Terry, who stressed he’s only involved with the Hake case, said Union Carbide contends it is not to blame for Hake’s cancer.
Similarly, attorney Matt Greenberg, who represents defendant Pneumo Abex Corp., and is only involved in the Adamkovic case, told the jury that “no exposure to Abex material caused Mrs. Adamkovic’s condition,” since the company produces brake linings, which, he contends, “does not cause mesothelioma.”
The defense attorney stressed that mesothelioma is a very rare cancer in general, even rarer in women, and the fact that Mary Anne Adamkovic is alleged to have contracted the disease due to washing her husband’s clothes is highly unlikely.
He said he can relate to the family’s plight, and feels bad for the survivors, noting it’s “unfortunate and unfair” what happened to Mary Anne Adamkovic, but he also said it’s unfortunate and unfair to blame someone who had nothing to do with the diagnosis.
The remaining two defendants are Tremco, a commercial sealant company, and DAP Inc., which markets products for contractors such as caulks, sealants and adhesives. Those two are being represented by attorney Kevin Hexstall, of the firm Marshall, Dennehey, Warner, Coleman & Goggin.

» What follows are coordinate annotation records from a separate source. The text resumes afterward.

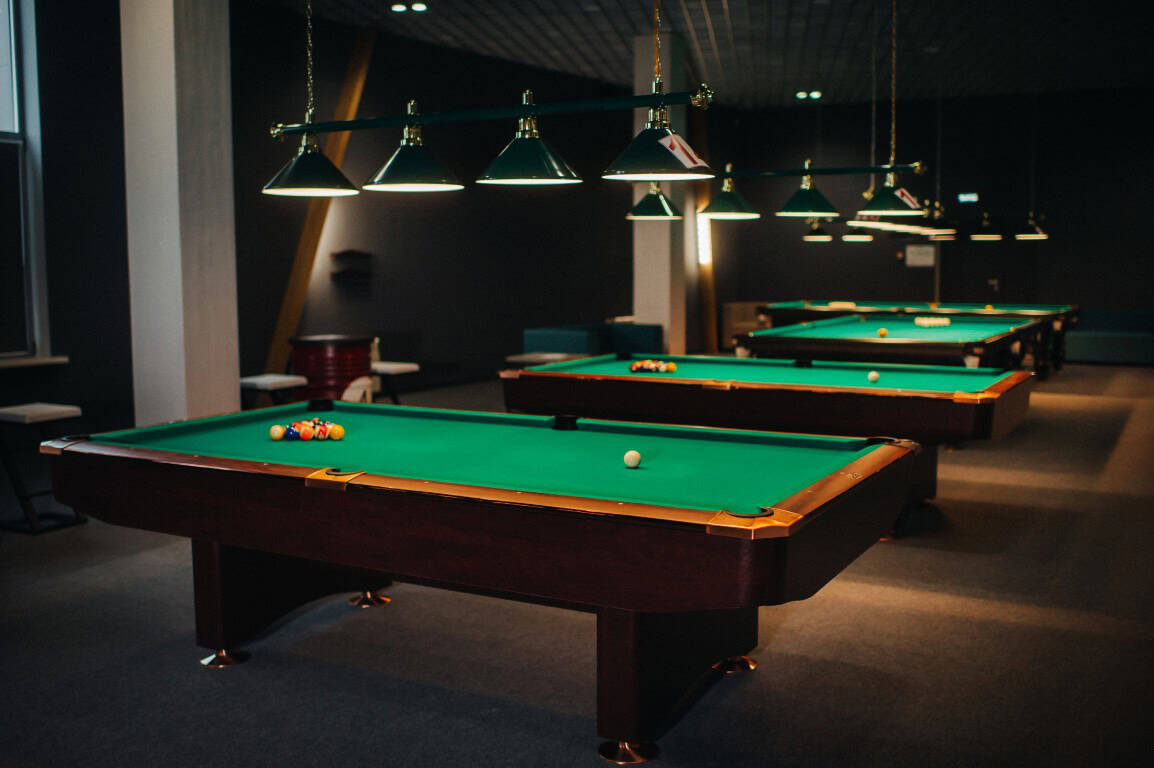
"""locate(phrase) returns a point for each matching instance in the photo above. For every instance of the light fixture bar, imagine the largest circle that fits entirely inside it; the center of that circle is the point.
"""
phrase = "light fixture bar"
(701, 98)
(833, 171)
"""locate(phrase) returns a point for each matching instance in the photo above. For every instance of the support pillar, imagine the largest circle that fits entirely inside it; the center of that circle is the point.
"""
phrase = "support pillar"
(179, 189)
(665, 253)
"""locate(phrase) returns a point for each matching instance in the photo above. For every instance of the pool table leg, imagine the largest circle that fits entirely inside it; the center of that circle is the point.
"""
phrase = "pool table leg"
(924, 488)
(652, 667)
(241, 592)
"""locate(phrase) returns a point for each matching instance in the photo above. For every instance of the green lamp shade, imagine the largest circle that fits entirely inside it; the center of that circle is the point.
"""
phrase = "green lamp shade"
(654, 206)
(817, 234)
(732, 206)
(309, 174)
(658, 155)
(892, 202)
(412, 168)
(529, 160)
(807, 204)
(1032, 231)
(986, 231)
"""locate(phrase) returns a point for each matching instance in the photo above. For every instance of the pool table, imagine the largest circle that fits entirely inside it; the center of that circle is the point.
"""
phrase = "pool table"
(967, 340)
(1049, 355)
(674, 557)
(928, 404)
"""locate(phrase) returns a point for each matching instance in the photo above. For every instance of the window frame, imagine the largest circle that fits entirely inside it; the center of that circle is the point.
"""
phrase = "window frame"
(27, 137)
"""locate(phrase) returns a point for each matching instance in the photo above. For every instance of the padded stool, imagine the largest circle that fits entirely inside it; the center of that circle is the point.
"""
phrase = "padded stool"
(527, 359)
(386, 369)
(280, 388)
(36, 415)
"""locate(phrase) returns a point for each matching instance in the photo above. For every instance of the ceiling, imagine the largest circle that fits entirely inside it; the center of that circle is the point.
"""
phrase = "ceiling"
(758, 54)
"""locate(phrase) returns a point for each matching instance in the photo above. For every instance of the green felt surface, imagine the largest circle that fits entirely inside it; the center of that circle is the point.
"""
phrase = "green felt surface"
(687, 467)
(761, 370)
(924, 307)
(967, 329)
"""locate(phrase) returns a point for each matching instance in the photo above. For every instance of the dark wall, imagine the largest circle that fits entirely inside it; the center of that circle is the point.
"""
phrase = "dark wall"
(1089, 155)
(454, 277)
(81, 117)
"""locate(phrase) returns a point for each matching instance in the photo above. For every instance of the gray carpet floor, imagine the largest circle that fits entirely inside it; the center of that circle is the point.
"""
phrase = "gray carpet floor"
(1016, 629)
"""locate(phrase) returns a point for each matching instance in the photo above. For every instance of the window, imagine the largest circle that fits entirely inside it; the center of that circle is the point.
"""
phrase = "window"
(23, 329)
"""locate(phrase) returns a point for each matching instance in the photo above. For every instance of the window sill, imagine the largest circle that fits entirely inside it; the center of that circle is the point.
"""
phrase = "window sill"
(28, 362)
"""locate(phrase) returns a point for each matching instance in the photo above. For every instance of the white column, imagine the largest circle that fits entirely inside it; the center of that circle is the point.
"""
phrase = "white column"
(665, 253)
(178, 174)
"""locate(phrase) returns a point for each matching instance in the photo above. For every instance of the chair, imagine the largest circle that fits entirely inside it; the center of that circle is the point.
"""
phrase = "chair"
(383, 370)
(35, 415)
(359, 390)
(280, 388)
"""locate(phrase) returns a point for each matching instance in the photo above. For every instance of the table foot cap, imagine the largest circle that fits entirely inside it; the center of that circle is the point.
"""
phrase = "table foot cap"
(224, 657)
(628, 753)
(736, 665)
(368, 599)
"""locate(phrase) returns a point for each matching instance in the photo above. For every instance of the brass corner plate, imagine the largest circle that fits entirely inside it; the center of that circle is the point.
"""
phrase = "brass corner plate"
(331, 477)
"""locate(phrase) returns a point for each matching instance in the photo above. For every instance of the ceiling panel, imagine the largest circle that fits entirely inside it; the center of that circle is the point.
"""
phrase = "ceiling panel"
(758, 54)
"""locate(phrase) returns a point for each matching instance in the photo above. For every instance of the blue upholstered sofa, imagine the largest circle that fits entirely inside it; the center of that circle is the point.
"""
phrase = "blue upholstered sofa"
(594, 338)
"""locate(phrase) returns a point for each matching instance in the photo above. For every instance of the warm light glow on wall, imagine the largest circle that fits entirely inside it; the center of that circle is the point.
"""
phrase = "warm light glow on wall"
(704, 241)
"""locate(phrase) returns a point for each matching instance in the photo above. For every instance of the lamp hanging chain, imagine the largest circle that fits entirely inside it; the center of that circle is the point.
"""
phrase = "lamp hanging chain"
(873, 102)
(308, 59)
(657, 40)
(893, 81)
(1033, 153)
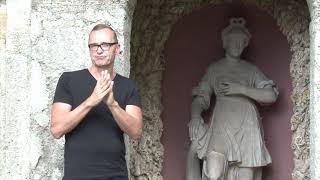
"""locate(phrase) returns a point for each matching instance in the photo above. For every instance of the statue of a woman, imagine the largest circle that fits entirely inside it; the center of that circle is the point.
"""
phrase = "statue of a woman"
(232, 145)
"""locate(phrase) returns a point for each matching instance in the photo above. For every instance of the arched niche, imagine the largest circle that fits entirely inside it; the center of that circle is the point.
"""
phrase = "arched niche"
(152, 25)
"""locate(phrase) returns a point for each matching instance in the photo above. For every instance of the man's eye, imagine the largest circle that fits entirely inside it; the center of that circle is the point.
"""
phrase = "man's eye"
(105, 44)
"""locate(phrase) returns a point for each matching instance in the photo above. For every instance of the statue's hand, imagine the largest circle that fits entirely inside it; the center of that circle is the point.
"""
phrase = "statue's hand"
(230, 88)
(194, 126)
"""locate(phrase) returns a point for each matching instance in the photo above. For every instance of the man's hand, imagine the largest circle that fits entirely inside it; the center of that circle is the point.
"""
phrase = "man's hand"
(102, 89)
(230, 88)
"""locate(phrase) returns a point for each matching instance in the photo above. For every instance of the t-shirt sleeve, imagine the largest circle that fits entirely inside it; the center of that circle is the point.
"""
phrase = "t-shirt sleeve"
(62, 93)
(134, 97)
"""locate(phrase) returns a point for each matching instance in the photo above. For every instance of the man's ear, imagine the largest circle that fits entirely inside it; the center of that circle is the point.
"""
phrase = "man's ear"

During the trial, a handful of doctors are expected to testify, as are family members of the plaintiff’s. Anthony Adamkovic, Mary Anne’s widower, is also expected to testify, plaintiff’s attorney Shein said.
The trial is expected to continue Tuesday.
Asbestos cases in Pennsylvania are tried using what is known as reverse bifurcation, meaning damages will be addressed first, and liability will be determined second.